The getc functionEdit

#include <stdio.h>
int getc(FILE *stream);

The getc function is equivalent to fgetc, except that it may be implemented as a macro. If it is implemented as a macro, the stream argument may be evaluated more than once, so the argument should never be an expression with side effects (i.e. have an assignment, increment, or decrement operators, or be a function call).

The getc function returns the next character from the input stream pointed to by stream. If the stream is at end-of-file, the end-of-file indicator for the stream is set and getc returns EOF (EOF is a negative value defined in <stdio.h>, usually (-1)). If a read error occurs, the error indicator for the stream is set and getc returns EOF.

The getchar functionEdit

#include <stdio.h>
int getchar(void);

The getchar function is equivalent to getc with the argument stdin.

The getchar function returns the next character from the input stream pointed to by stdin. If stdin is at end-of-file, the end-of-file indicator for stdin is set and getchar returns EOF (EOF is a negative value defined in <stdio.h>, usually (-1)). If a read error occurs, the error indicator for stdin is set and getchar returns EOF.

The gets functionEdit

#include <stdio.h>
char *gets(char *s);

The gets function reads characters from the input stream pointed to by stdin into the array pointed to by s until an end-of-file is encountered or a new-line character is read. Any new-line character is discarded, and a null character is written immediately after the last character read into the array.

The gets function returns s if successful. If the end-of-file is encountered and no characters have been read into the array, the contents of the array remain unchanged and a null pointer is returned. If a read error occurs during the operation, the array contents are indeterminate and a null pointer is returned.

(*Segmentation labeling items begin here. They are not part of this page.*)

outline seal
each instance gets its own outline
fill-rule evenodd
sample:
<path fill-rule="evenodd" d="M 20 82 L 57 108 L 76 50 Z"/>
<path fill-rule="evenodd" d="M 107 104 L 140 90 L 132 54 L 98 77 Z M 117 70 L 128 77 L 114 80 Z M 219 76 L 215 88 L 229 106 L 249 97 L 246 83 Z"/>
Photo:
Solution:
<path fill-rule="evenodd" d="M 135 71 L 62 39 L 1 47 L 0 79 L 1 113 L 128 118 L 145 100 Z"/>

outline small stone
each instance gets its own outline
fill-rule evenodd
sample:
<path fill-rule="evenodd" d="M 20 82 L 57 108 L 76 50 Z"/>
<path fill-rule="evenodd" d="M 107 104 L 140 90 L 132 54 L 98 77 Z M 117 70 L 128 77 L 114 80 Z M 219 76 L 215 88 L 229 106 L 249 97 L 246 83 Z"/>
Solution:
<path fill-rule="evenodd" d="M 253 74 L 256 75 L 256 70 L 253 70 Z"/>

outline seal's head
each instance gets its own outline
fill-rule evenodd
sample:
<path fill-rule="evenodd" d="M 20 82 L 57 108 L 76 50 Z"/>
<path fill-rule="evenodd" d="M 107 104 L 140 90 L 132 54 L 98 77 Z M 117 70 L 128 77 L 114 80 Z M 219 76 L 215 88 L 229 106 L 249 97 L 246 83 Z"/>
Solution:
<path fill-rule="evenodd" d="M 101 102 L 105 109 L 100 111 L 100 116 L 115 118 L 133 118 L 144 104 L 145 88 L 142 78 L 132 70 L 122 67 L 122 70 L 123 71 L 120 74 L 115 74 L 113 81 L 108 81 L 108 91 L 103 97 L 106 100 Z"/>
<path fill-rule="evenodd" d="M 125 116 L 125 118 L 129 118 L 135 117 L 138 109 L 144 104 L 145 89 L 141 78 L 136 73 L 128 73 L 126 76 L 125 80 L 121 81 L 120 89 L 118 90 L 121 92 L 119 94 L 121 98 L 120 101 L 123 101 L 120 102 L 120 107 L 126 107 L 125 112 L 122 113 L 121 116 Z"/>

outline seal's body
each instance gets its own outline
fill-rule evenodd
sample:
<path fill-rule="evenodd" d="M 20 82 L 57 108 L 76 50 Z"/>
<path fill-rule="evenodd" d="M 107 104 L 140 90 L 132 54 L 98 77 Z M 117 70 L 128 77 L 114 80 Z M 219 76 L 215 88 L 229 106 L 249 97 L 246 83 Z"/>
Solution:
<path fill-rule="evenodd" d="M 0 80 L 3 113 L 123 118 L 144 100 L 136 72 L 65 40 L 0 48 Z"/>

This function and description is only included here for completeness. Most C programmers nowadays shy away from using gets, as there is no way for the function to know how big the buffer is that the programmer wants to read into. Commandment #5 of Henry Spencer's The Ten Commandments for C Programmers (Annotated Edition) reads, "Thou shalt check the array bounds of all strings (indeed, all arrays), for surely where thou typest foo someone someday shall type supercalifragilisticexpialidocious." It mentions gets in the annotation: "As demonstrated by the deeds of the Great Worm, a consequence of this commandment is that robust production software should never make use of gets(), for it is truly a tool of the Devil. Thy interfaces should always inform thy servants of the bounds of thy arrays, and servants who spurn such advice or quietly fail to follow it should be dispatched forthwith to the Land Of Rm, where they can do no further harm to thee."

The ungetc functionEdit

#include <stdio.h>
int ungetc(int c, FILE *stream);

The ungetc function pushes the character specified by c (converted to an unsigned char) back onto the input stream pointed to by stream. The pushed-back characters will be returned by subsequent reads on that stream in the reverse order of their pushing. A successful intervening call (with the stream pointed to by stream) to a file-positioning function (fseek, fsetpos, or rewind) discards any pushed-back characters for the stream. The external storage corresponding to the stream is unchanged.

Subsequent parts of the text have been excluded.